The battle was perhaps not severer in Geary's [618] front than elsewhere, but the immediate results were not so decisive for him. The limbs of trees and the underbrush were as badly broken and cut up as those had been on Geary's front the last day at Gettysburg. Geary persisted here, as he did everywhere, in reenforcing and making renewed attacks till near night, when the Confederates before him retired. Their commander, General Walthall, had doubtless discovered before his withdrawal that the general attack had altogether failed. The successive advances of Stewart's Confederate corps passed on beyond the ravine westward, and struck Williams a heavy blow. His left was held by Robinson's brigade. The blow came while Robinson was in motion by the left flank endeavoring to get into the ravine and connect with Geary. General Hooker, watching the well-matched combat, had ordered this important junction. Troops could not be worse situated to resist an attack. Sheridan's division at Chickamauga was broken to pieces under such conditions. Yet, Hooker was proud to say, Robinson's men coolly faced toward the enemy and stood fast, giving volley for volley. They lost heavily but they not only maintained their ground but helped Geary's right in recovering what he had lost. Williams, commanding the division, was at all times a faithful officer at his post. He had heard the distant sound of battle, which proved a favorable signal to him and his veterans. At once he caused his batteries to gallop to the nearest hill, and soon to bring an oblique fire to bear upon not only those before his direct front, but upon all who were attacking Geary and Robinson.

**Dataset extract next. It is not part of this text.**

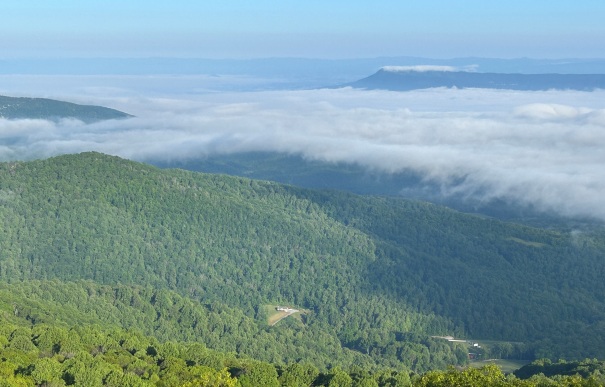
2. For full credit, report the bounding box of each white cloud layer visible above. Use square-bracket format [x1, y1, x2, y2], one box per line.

As the stormy echelon wave passed along it dashed upon Knipe's and Ruger's brigades with undiminished [619] force and fury. Having had a little more warning than the others, they were fully prepared when the storm burst; and so they steadily met the shock of battle, and succeeded in repelling their assailants without loss of ground.

The last strong effort made by the Confederates in this engagement took place on Hardee's right. It was evidently Bate's division, supported by Walker, which was making the final effort to turn the flank of the Army of the Cumberland. It was an effort to take Newton in reverse through the gap between my divisions. Thomas, who could move quickly enough when duty demanded it, hastened Ward's artillery to the proper spot near Newton's bridge where it could be most effective to sweep the Clear Creek bottom and the entangled woods that bordered it.

Not only artillery but all the cannon that belonged to Newton's division was ranged in order, and began and followed up with terrible discharges, using solid shot, shells, and canister, their brisk fire beginning just as the Confederate brigades emerged from the shelter of the woods and were aiming to cross the Peach Tree Creek itself. This artillery fire, combined with all the oblique fire that Newton could bring to bear, broke up the assaulting columns and rendered all attempts to turn Thomas's position futile.

While this was going on there was again a renewed supporting effort put forth by all the Confederate divisions, from Walker's right to French, to sustain their attack, but Thomas's men from Newton to Palmer's center were still watching, and easily stopped and drove back the advancing lines.

The loss on both sides was heavy: on our side not far from 2,000 men hors de combat. The Confederate [620] loss cannot be accurately ascertained. It was between 4,000 and 5,000 killed, wounded, and made prisoners.

Thus ended in defeat Hood's execution of Johnston's plan for a general battle at Peach Tree Creek.

A brigade commander, Colonel Cobham, One Hundred and Eleventh Pennsylvania; Colonel William K. Logie, One Hundred and Forty-fourth New York, and Lieutenant Colonel G. B. Randall were among those who fell. We had a great impulse of joy because we had won the battle. The Confederates had at this time, besides the affliction of death, a great sense of chagrin because they had lost.